Elizabeth Warren, a former Oklahoma high school debate champion and noted scholar has brought some ideological diversity to Harvard Law School and draws from her distant roots as a Cherokee and her middle class upbringing.  And that’s good for Harvard, good for the state of Massachusetts and the country.

Another SCOTUS Nominee for Obama

Here are the top 3 factors President Obama should consider as he vets  candidates for his next Supreme Court nomination:

Age.  Pick ’em young.  The average age of the 3 Democrat picks on the court is 68.  Of the 6 Republican nominated justices on the court, the average age is 65.  The Republicans understand this strategy well, given that the average age of the 6 at the time of their confirmations was 51.  Chief Justice Roberts was 50 when he began; Justice Thomas was a mere 43.

Gender.  At 77, Justice Ruth Bader is the oldest member of the court.  She might be next to retire, leaving only 1 woman on the court.  Why is this important?  Balance.  Women represent close to 50% of the population, but currently only 22% of the court.  Men are proportionally over-represented.

Ideology.  I’m opposed to a one issue litmus test, unlike former President Bush who looked for justices to overturn Roe v Wade.  The court should be ideologically balanced.  Obama should look for justices who believe in the rights of all people – a justice who will not consistently rule in favor of big business.   I’d like to see a justice with an independent streak who is not always so ideologically rigid.

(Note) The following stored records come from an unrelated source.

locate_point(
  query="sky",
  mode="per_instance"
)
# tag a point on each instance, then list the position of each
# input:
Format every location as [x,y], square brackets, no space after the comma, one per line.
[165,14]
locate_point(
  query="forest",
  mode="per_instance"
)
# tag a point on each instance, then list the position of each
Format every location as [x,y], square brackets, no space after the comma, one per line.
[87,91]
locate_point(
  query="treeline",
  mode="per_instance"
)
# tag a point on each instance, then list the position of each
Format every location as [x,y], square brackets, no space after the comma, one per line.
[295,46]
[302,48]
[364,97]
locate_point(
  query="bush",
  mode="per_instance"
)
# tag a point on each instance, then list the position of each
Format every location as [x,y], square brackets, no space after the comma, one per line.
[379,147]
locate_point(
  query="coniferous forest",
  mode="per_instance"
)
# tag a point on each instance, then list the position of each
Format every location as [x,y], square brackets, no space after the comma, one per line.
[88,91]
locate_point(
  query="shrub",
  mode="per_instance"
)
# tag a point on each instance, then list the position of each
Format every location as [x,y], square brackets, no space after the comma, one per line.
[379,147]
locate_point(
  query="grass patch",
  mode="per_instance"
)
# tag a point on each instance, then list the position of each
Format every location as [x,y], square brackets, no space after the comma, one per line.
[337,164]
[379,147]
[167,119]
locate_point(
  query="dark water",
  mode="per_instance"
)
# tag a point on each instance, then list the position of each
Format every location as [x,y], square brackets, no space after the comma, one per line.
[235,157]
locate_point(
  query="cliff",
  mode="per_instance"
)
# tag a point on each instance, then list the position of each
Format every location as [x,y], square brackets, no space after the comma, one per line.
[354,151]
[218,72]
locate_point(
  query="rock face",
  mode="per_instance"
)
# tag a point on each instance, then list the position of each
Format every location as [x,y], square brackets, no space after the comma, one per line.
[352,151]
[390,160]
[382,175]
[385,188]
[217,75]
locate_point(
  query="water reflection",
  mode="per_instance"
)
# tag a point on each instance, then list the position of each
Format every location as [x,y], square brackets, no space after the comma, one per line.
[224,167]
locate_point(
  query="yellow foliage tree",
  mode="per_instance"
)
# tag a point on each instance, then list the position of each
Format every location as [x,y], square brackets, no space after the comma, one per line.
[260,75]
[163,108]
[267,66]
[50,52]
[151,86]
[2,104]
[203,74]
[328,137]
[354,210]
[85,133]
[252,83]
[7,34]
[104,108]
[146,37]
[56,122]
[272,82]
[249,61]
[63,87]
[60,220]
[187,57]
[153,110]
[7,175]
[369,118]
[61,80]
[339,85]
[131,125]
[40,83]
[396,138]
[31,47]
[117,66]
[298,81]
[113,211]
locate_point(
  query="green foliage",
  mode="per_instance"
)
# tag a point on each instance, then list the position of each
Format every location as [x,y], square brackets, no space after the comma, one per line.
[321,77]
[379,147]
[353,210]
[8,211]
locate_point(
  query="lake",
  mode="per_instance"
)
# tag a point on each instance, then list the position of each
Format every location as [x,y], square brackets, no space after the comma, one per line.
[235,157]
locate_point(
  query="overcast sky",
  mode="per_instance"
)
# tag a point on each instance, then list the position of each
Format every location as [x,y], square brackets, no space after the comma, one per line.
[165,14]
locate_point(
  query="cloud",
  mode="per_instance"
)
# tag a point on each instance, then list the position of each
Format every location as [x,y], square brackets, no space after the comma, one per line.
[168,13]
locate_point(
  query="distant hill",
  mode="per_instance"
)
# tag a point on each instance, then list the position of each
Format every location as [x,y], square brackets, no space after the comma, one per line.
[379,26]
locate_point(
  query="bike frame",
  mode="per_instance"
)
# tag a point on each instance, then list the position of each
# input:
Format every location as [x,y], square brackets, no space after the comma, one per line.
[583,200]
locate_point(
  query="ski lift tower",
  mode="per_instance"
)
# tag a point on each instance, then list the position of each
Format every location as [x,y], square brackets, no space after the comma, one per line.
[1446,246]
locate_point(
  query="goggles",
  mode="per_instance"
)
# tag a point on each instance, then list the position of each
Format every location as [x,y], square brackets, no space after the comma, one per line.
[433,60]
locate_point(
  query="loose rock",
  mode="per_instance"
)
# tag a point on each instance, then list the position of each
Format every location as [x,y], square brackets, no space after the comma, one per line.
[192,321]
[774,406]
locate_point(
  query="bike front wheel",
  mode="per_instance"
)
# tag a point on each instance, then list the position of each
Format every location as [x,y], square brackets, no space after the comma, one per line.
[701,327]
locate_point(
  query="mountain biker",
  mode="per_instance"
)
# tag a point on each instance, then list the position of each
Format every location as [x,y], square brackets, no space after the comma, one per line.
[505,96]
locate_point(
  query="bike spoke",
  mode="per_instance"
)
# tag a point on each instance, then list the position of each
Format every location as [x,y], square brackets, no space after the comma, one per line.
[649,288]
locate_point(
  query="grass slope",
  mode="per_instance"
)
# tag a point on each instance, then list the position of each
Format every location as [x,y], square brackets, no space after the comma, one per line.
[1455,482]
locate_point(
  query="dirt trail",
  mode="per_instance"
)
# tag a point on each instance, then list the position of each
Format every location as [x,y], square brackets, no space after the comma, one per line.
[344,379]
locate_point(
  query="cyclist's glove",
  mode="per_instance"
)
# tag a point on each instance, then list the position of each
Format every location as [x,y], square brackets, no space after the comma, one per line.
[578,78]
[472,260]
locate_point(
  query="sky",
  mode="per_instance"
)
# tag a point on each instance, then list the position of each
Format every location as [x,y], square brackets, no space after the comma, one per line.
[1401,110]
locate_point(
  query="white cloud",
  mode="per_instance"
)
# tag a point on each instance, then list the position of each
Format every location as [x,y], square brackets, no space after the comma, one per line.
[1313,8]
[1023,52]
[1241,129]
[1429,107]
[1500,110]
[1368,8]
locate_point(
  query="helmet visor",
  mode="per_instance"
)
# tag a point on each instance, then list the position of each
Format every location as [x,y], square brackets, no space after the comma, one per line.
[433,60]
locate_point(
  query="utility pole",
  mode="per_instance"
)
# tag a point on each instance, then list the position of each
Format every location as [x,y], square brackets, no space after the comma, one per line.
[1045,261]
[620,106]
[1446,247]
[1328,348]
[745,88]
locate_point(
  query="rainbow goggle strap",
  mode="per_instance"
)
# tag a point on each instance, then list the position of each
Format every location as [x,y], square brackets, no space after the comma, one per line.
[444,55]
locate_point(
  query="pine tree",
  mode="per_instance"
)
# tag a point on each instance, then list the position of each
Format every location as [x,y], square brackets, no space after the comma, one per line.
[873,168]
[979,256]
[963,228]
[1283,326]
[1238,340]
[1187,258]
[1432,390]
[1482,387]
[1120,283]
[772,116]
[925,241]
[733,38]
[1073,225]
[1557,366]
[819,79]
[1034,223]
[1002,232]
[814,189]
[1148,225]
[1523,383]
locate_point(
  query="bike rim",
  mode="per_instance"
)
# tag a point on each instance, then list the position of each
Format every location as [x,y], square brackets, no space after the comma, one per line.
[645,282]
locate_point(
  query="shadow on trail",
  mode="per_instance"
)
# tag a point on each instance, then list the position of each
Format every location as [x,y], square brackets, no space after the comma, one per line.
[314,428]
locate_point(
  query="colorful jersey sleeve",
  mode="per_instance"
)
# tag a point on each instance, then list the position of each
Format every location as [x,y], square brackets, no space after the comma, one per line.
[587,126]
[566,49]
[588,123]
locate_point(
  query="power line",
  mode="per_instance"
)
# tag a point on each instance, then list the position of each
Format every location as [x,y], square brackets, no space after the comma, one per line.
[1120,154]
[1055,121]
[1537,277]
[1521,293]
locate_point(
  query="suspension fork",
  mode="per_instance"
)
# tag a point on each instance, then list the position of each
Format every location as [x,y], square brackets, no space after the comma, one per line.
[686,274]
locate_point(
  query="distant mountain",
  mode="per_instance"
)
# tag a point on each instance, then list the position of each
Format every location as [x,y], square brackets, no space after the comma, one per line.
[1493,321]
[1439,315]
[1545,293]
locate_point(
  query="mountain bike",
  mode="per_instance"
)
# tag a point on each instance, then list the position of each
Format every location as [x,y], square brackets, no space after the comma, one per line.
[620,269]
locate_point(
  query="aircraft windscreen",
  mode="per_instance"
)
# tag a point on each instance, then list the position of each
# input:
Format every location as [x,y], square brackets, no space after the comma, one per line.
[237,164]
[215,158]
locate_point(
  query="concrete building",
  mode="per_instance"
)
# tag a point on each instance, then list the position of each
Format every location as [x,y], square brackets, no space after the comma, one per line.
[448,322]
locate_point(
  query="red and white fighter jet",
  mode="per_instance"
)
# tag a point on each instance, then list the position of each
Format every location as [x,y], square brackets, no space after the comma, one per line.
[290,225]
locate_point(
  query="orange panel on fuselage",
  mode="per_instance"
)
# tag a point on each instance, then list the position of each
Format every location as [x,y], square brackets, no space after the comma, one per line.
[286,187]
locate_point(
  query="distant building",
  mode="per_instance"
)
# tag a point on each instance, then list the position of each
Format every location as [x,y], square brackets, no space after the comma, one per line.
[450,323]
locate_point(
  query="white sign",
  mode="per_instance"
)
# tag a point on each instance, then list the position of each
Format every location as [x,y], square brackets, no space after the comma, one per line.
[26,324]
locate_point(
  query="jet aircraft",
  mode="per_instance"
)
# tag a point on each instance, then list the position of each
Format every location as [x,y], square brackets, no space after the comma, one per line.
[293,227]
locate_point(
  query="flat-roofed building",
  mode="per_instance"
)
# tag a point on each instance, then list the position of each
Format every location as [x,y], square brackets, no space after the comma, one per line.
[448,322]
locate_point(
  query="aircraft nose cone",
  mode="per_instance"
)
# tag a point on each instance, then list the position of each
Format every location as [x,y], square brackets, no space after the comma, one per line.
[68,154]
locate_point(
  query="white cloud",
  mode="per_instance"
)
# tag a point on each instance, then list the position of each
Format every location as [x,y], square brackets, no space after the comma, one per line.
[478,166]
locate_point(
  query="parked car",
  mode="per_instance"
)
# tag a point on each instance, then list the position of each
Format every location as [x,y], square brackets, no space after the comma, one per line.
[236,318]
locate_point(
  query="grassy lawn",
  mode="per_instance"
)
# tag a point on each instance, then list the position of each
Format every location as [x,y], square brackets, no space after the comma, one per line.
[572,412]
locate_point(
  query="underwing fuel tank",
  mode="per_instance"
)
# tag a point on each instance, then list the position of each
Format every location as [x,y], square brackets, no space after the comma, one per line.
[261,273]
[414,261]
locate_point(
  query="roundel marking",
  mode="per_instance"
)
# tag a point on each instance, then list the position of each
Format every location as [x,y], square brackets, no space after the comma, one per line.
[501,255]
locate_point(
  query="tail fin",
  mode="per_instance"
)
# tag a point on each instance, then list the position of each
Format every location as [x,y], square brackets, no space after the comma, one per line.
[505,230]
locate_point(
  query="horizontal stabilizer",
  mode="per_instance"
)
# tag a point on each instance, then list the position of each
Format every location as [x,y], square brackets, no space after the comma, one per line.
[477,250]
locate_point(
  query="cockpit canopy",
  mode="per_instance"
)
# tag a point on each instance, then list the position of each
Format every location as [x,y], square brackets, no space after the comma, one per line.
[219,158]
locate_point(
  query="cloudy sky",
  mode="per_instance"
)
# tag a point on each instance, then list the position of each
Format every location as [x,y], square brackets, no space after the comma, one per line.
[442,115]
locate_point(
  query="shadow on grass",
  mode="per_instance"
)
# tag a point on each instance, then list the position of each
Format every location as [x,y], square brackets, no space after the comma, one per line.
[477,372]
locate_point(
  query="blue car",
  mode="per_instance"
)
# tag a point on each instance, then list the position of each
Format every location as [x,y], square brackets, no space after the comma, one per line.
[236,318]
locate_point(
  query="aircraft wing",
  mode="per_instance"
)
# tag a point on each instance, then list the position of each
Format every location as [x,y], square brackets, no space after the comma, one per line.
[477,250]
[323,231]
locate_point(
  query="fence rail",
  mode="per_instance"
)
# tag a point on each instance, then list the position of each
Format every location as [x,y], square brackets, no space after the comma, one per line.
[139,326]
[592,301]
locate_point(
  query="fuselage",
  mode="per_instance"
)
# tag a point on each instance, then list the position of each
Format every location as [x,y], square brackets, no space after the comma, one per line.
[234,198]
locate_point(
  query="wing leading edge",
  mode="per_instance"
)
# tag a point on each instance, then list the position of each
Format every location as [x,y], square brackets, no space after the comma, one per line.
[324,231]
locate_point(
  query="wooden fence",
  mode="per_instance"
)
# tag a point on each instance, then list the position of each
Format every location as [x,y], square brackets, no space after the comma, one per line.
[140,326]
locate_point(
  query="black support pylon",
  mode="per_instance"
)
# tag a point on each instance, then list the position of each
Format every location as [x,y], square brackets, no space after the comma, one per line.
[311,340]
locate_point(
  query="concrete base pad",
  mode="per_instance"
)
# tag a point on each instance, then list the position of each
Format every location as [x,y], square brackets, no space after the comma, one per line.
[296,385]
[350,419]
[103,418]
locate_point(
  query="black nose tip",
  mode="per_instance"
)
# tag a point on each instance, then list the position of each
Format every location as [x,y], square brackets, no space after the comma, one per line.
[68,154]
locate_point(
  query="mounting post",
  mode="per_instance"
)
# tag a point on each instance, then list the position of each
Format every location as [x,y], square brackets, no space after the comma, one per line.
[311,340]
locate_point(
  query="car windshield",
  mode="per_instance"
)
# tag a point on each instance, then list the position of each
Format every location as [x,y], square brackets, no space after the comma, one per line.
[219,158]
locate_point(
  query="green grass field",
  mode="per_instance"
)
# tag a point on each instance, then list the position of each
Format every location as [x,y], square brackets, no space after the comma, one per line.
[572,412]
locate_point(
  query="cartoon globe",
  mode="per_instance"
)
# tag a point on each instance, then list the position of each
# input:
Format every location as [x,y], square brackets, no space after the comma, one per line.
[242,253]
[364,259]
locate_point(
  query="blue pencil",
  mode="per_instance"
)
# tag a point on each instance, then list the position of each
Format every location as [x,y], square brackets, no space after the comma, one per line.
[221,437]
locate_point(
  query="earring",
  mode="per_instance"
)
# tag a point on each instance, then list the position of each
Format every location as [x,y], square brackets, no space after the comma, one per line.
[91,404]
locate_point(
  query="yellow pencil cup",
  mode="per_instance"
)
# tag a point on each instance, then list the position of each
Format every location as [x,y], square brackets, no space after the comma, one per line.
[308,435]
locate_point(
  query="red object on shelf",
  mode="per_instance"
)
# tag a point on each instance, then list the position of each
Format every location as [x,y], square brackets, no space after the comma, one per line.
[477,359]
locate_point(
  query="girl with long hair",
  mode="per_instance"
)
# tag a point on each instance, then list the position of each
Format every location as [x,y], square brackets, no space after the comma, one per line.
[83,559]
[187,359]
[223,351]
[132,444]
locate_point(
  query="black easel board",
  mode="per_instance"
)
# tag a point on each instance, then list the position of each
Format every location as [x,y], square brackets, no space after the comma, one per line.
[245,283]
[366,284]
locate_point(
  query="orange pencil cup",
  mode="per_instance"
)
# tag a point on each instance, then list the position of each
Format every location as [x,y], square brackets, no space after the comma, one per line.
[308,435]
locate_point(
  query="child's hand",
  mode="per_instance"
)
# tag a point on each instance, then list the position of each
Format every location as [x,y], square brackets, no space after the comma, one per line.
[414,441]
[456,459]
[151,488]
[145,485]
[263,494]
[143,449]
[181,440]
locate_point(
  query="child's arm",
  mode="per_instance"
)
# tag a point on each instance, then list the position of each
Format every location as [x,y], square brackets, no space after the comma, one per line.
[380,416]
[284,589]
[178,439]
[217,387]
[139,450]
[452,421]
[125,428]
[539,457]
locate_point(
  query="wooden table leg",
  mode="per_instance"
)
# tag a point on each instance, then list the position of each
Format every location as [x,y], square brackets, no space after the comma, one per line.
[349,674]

Who then?  Diane Wood, a 59 year old federal judge appointed by Bill Clinton, confirmed in 1995 unanimously by the U.S. Senate.  An English major at U.T. Austin, Woods graduated with highest honors in three years.  Some of the smartest, most fair-minded and principled people I’ve ever known were English majors.

If not Diane Wood, then Elena Kagan, who at 49 is the solicitor general and former dean of Harvard Law school.  She’s known to have a brilliant legal mind, and not thought of as an ideologue.  Progressives might be disappointed were she to get the nomination.

Personally, I think it would be interesting if Obama chose Elizabeth Warren, a Harvard Law professor who specializes in contract law and is interested in the economics of middle class families.  Of course this attention on the middle class would give Republicans the opportunity to unfairly brand her a socialist with marxist leanings.